Does Cyber Security Require a Business Impact Analysis for My Company’s Computer System?

Think about that for a moment. Think about how important your computer security system is. Does your cyber security really and truly depend on a business impact analysis?

Maybe you’re a busy person and really don’t have time for malware stuff, right? You’ve got at least fifty million things to do and they are all equally important, right?

Actually, although they might all be quite important, they are not existential. And this is! It really and truly is!

I realize that most companies have enough work to do for more employees than actually exist, but you really must develop a plan for when it happens. And it will. You need a Recovery and Reconstitution Plan.

Business Impact Analysis

A Business Impact Analysis (BIS) cert iv cyber security is key here. It is a vital component of contingency planning and preparation. Your overall output of your Business Impact Analysis will provide your enterprise with two crucial components. They area:


  1. The characterization and classification of system components, and
  2. Interdependencies.


Based on your identification of you commercial enterprises mission critical assets (and their associated interdependencies), in the event that your organization is impacted by a potentially destructive condition, recovery and reconstitution efforts should be considered.

In order to plan for this scenario, your enterprise should address the availability and the accessibility for the following resources (and you should also include the scope of these items within your incident response exercises and scenarios.


  1. A comprehensive inventory of all your mission critical systems and also applications.
  2. Versioning information,
  3. System/application dependencies,
  4. System partitioning/storage configuration and connectivity, and
  5. Asset owners and the points of contact.
  6. Contact information for all essential personnel within your organization.
  7. Secure communication channel for recovery teams.
  8. Contact information for external organization dependent resources:
  9. Communication providers,
  10. Vendors (both hardware and software), and
  11. Outreach partners/External Stakeholders.
  12. Application software installation packages.

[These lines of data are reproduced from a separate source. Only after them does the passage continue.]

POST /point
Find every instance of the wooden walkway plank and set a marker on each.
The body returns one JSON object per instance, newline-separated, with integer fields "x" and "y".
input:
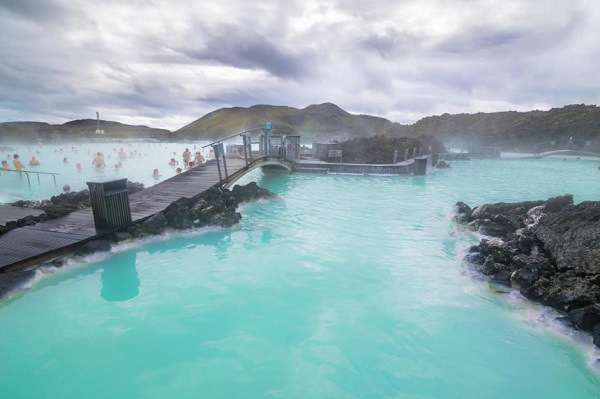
{"x": 29, "y": 245}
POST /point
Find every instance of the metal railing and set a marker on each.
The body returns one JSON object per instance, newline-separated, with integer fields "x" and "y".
{"x": 287, "y": 147}
{"x": 27, "y": 172}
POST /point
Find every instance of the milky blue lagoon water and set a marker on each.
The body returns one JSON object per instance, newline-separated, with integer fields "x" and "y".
{"x": 342, "y": 287}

Other resources you must keep firmly in mind:


    1. Licensing and activation keys for your operating system and its dependent applications.


    1. Enterprise Network topology and Architecture diagrams,


    1. System and application documentation,


    1. Hard copies of operational checklists and playbooks,


    1. System and application configuration backup files,


    1. Data backup Files (both full and differential),


    1. System and application security baseline and hardening checklists/guidelines, and


  1. System and application integrity test along with acceptance checklists.

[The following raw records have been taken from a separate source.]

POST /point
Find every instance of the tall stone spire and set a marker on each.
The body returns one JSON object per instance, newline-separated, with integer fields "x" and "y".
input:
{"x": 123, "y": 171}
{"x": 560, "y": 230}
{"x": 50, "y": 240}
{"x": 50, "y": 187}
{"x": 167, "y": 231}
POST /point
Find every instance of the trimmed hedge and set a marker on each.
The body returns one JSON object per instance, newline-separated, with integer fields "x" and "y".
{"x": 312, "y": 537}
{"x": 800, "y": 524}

I realize you may spend your time hoping against hope that the unthinkable will not happen. Sorry to burst your happy bubble, but the day will come and your commercial enterprise will be penetrated. You might have a large-scale outbreak that seems to be reflective of a destructive malware attack. And in accordance with our Incident Response best practices, your immediate focus should be on containing the outbreak and reducing the scope of additional systems which of course could be further buffeted.